The Celestial tends to sound richer and more focused, however. The basic sound here is in the Octavia camp, but the addition of a mini toggle allows you to switch the octave on or off, essentially making it two different specialty fuzzes. Horn-like effects are possible, as are ring modulator tones, and it’s impressive how subtly these effects can be employed simply by varying the intensity.
The muscle fuzz is next in line. This is my favorite fuzz sound in the unit, by far. A normal/thick toggle lets you choose between two styles of fuzz (A and B). The first is a more classic sound in the vein of a Big Muff, the other is heavier, doomier, and in step with more modern sounds. It’s a versatile fuzz, and it’s pretty easy to go from fizzy to buzz saw to sludgy with a quick twist of the tone knob and flick of the normal/thick switch. And it’s fantastic when combined with the fixed wah. Quite honestly, it’s one of the best fuzzes I’ve ever heard.
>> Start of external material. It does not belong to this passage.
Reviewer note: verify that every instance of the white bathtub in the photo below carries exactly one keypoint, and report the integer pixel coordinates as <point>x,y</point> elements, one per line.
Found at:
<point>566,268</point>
The tube OD, the last in the chain, uses an actual JJ Tesla 12AX7. I’m always a little skeptical of tube overdrives housed in a pedal like this, and it’s reasonable to wonder if a 9V wall wart delivers enough power to properly drive the tube. And if you’re looking for true amp-style overdrive, the tube in the WTF? won’t really get you all the way there. That said, it sounds great. The gain and volume controls are pretty self-explanatory, but there is a third knob for edge. When dimed, this adds a very nice sizzle. Turning the edge counter-clockwise gets you a softer, somewhat squishy sound and response. The only notable omission is a tone control, which is puzzling, given that there’s enough room on the front panel for one.
To mimic a shared backline situation, I used the overdrive with three different amps and, of course, got three very different results. Typically, an overdrive pedal should function as a leveler for guitarists who don’t have the luxury of using their own amp, and a tone control is a big part of that. I did love the way it sounded in front of an AC30, though, and it paired nicely with my old 12-watt Fender Musicmaster Bass amp. There’s lots of extra volume available, too, so it makes a nice and very functional boost.
I know as much about Zodiac signs such as Cancer as I do about Zoroastrianism, which is to say nothing, but I do know quality when I see it. This is a major consideration when you’re getting ready to drop big bucks on a stompbox, and the five-year warranty suggests Celestial is confident in their work.
With the Cancer Wah the Fuzz?, Celestial is likely dealing with a fairly narrow market, since it’s targeted at the player who’s willing to spend significant cash to simplify their pedal rig while committing to an octave fuzz and fixed wah—specialty effects for most. On the other hand, it will be a bonanza for open-minded players looking to explore new tonal places and sonic spaces by combining fuzz and overdrive. The selection of effects makes great sense, and it would make one hell of a secret weapon in the studio.